Kelihos was created last October after Microsoft used a sinkhole to halt the original Kelihos botnet, which had infected about 41,000 computers. New Kelihos servers were registered in Sweden, Russia and Ukraine.

It has been abandoned by the gang who tried to operate it two days after the researchers began hijacking it, the company said. 

Microsoft takes on Zeus botnets

Microsoft has continued its war on the King of the Botnets, Zeus, by seizing command and control servers under something it has dubbed Operation b71.

Richard Domingues Boscovich, who is the Senior Attorney of Microsoft’s Digital Crimes Unit wrote from his bog that Redmond has been doing a lot of research into the worst known Zeus botnets and asking the courts to give it a good kicking.

He said that cybercriminals had built hundreds of botnets using variants of Zeus malware. Operation b71 was focused on botnets using Zeus, SpyEye and Ice-IX which makes up the new Oympus of the Zeus family.

Boscovich said that there were some problems with the complexity of these particular targets which meant that, unlike Microsoft’s previous botnet takedown operations, it did not permanently shut them down.

He said the idea was to strategically disrupt operations to limit the threat in order to cause long-term damage to the cybercriminals that use the botnets to make cash.
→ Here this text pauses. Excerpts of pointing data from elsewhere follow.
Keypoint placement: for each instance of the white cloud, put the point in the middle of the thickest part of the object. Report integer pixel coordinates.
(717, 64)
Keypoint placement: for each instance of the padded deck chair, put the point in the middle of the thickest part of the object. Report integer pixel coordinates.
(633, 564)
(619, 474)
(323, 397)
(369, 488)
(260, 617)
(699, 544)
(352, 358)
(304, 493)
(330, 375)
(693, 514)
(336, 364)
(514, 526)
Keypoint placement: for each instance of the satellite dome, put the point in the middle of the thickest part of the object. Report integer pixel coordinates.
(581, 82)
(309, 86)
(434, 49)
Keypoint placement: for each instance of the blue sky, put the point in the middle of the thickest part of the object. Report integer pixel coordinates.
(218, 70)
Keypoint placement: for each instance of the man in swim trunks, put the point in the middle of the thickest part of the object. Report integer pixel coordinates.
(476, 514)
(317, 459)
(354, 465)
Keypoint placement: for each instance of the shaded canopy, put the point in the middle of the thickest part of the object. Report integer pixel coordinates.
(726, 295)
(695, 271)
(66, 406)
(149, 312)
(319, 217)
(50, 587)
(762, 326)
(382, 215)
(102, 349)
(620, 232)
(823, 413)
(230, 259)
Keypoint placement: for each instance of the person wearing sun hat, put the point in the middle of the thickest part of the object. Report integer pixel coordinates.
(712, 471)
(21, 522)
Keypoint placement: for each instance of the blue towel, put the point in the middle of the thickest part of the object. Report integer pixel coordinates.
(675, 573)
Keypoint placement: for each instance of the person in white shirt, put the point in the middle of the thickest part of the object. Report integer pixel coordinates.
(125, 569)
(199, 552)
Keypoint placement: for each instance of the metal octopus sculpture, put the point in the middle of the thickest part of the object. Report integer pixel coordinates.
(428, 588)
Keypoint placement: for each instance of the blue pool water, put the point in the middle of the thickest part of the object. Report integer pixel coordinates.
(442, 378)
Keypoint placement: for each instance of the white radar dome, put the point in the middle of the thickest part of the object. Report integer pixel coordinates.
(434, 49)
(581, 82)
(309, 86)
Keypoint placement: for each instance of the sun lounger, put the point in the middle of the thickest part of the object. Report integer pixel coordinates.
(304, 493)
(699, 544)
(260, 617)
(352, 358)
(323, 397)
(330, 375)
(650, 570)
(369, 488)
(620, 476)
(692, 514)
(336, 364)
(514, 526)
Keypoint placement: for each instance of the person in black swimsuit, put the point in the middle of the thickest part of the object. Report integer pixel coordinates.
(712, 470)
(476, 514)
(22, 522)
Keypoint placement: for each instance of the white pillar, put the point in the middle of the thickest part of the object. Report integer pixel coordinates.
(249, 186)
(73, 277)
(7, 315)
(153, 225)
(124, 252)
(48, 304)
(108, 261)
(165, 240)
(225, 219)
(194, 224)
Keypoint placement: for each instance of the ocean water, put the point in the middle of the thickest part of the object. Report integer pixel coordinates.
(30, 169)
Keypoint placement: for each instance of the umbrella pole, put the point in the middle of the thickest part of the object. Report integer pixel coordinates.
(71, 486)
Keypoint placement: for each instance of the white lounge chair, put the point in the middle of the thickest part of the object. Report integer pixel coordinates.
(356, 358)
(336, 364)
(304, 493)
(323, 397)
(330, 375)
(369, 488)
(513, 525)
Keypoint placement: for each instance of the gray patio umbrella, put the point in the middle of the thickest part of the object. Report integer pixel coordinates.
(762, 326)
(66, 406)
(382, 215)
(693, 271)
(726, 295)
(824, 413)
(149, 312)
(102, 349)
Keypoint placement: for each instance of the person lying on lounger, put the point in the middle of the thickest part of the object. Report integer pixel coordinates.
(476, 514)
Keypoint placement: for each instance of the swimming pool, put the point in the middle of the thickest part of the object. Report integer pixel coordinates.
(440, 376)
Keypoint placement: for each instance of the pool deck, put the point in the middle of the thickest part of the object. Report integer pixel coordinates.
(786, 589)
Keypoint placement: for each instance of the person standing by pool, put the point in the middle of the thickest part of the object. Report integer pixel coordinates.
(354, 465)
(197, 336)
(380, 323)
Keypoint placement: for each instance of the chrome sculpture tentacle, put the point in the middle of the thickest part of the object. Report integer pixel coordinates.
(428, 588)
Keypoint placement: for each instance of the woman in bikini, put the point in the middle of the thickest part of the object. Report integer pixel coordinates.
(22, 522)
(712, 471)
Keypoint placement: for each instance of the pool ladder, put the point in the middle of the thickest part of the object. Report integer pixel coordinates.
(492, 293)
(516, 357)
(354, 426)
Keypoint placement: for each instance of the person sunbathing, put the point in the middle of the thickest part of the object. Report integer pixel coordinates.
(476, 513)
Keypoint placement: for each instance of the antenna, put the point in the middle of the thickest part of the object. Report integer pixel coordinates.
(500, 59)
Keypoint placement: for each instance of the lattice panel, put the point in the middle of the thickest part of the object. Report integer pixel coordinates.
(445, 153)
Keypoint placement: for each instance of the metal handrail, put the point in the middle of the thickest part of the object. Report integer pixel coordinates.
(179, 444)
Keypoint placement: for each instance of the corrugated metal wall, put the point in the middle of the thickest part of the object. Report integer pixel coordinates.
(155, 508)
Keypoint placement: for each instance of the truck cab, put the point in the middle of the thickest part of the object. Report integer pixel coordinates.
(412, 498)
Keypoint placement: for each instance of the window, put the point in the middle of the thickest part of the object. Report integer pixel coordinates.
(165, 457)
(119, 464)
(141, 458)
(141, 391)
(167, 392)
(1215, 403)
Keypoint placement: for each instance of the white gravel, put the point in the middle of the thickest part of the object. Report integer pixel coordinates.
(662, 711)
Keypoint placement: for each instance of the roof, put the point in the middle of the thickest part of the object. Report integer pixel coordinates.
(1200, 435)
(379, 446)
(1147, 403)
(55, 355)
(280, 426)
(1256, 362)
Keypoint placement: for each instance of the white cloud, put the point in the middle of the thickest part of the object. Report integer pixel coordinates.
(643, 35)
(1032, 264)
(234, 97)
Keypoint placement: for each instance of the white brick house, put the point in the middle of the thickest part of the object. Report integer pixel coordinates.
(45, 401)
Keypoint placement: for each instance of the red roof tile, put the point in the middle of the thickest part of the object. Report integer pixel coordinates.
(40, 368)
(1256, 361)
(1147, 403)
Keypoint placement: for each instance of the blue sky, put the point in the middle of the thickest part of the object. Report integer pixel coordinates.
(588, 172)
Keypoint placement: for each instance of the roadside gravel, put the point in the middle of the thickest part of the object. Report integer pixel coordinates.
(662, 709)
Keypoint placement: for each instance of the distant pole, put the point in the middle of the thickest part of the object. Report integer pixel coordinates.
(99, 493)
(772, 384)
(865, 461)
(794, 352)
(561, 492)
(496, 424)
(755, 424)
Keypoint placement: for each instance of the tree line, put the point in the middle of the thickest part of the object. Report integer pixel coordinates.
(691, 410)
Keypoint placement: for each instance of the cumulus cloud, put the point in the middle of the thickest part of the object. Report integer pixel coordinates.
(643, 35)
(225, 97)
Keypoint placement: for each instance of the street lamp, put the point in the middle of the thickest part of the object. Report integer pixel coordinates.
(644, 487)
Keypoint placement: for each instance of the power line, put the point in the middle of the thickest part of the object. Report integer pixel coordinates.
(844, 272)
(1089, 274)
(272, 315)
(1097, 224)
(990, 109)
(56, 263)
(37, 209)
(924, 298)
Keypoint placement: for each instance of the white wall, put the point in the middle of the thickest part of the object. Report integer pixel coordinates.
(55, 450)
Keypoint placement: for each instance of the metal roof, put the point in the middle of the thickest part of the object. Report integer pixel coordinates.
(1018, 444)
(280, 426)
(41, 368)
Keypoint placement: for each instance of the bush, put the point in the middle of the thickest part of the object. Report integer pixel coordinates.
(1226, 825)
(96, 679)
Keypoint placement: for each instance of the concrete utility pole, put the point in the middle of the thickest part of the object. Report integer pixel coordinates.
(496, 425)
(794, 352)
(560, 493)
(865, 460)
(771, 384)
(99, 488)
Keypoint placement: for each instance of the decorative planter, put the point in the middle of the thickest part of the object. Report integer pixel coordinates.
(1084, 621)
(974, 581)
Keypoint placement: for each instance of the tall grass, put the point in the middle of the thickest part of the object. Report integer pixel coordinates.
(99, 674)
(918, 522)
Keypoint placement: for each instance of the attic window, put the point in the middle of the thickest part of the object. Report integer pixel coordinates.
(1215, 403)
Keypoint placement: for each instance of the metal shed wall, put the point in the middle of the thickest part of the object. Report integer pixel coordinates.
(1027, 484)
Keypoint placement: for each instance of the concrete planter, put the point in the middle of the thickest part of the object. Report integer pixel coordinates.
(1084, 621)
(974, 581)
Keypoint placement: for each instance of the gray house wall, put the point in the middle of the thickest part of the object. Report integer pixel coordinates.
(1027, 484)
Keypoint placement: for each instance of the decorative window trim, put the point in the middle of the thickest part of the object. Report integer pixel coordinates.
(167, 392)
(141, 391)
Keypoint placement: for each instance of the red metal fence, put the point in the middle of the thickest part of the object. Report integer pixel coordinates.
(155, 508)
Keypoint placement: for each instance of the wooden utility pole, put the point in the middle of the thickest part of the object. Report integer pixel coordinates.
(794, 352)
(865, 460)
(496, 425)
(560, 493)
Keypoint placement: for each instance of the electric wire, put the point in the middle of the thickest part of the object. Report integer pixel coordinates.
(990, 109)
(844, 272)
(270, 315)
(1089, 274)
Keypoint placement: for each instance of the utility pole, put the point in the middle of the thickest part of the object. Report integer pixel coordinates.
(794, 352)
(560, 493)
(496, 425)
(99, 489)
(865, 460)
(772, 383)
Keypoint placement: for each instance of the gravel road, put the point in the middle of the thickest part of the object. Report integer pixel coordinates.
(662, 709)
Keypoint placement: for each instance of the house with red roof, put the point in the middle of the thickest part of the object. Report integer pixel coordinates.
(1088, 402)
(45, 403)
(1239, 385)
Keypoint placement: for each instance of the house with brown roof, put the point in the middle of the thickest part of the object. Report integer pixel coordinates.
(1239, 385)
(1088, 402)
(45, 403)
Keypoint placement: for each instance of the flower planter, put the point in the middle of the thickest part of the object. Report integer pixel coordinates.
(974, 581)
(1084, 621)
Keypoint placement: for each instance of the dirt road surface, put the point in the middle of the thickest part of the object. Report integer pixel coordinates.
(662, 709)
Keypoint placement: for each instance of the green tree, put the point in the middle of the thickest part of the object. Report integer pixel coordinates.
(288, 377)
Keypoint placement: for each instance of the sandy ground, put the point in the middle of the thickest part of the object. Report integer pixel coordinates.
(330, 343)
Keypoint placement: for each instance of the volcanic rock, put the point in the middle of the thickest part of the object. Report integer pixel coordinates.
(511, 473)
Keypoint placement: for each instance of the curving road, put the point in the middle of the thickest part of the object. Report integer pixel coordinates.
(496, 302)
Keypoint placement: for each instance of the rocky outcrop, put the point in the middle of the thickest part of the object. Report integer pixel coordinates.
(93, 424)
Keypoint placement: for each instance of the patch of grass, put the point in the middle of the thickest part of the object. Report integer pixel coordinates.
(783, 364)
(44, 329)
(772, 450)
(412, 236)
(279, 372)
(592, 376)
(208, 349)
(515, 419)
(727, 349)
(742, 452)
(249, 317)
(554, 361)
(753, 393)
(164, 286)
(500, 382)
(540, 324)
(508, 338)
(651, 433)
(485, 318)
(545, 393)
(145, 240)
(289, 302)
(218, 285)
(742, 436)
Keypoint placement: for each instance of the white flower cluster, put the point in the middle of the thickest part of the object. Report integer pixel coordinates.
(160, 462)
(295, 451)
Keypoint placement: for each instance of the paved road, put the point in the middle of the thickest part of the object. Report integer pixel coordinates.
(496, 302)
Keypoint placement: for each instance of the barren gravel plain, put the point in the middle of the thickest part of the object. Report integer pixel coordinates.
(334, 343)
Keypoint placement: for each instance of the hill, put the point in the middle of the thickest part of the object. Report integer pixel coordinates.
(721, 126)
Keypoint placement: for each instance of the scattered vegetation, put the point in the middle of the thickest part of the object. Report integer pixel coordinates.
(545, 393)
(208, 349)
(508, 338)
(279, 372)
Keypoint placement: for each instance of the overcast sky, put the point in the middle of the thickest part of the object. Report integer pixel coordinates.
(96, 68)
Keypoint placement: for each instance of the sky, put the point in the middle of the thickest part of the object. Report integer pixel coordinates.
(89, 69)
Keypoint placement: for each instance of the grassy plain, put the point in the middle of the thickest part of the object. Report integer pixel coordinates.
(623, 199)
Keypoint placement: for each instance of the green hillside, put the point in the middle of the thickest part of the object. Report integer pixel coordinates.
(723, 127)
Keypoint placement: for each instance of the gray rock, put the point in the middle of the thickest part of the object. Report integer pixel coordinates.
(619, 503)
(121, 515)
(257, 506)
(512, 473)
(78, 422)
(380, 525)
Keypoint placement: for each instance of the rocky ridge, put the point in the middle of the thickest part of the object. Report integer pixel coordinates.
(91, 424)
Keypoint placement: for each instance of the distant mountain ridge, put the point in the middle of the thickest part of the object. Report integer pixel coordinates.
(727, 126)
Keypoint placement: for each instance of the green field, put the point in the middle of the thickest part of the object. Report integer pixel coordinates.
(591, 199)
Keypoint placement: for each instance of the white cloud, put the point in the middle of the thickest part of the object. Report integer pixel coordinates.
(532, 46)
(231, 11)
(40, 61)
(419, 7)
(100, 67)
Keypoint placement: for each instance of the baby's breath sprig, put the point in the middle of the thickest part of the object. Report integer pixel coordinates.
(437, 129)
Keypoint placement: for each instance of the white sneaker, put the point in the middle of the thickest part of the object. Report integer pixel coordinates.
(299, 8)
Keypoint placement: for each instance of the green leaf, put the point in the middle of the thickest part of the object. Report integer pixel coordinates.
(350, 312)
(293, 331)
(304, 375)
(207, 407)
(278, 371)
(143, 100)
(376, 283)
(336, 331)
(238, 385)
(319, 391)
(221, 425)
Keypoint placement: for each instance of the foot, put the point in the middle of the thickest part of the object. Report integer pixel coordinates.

Zeus malware uses a tactic called keylogging, which records a person’s every computer keystroke to monitor online activity and gain access to usernames and passwords in order to steal victims’ identities.

Microsoft detected more than 13 million suspected infections of Zeus worldwide, with more than 3 million in the United States.

Microsoft filed a suit on 19 March 2012, asking the court for permission to cut the command and control of the Zeus botnets. Redmond used the Lanham Act in order to physically seize servers from hosting providers and preserve evidence. It also used the Racketeer Influenced and Corrupt Organizations (RICO) Act which is normally used for mobsters.

Boscovich said he did not expect to have wiped out every Zeus botnet operating in the world. However, it had disrupted some of the most harmful botnets, and he expected it will harm the cybercriminal underground for quite some time.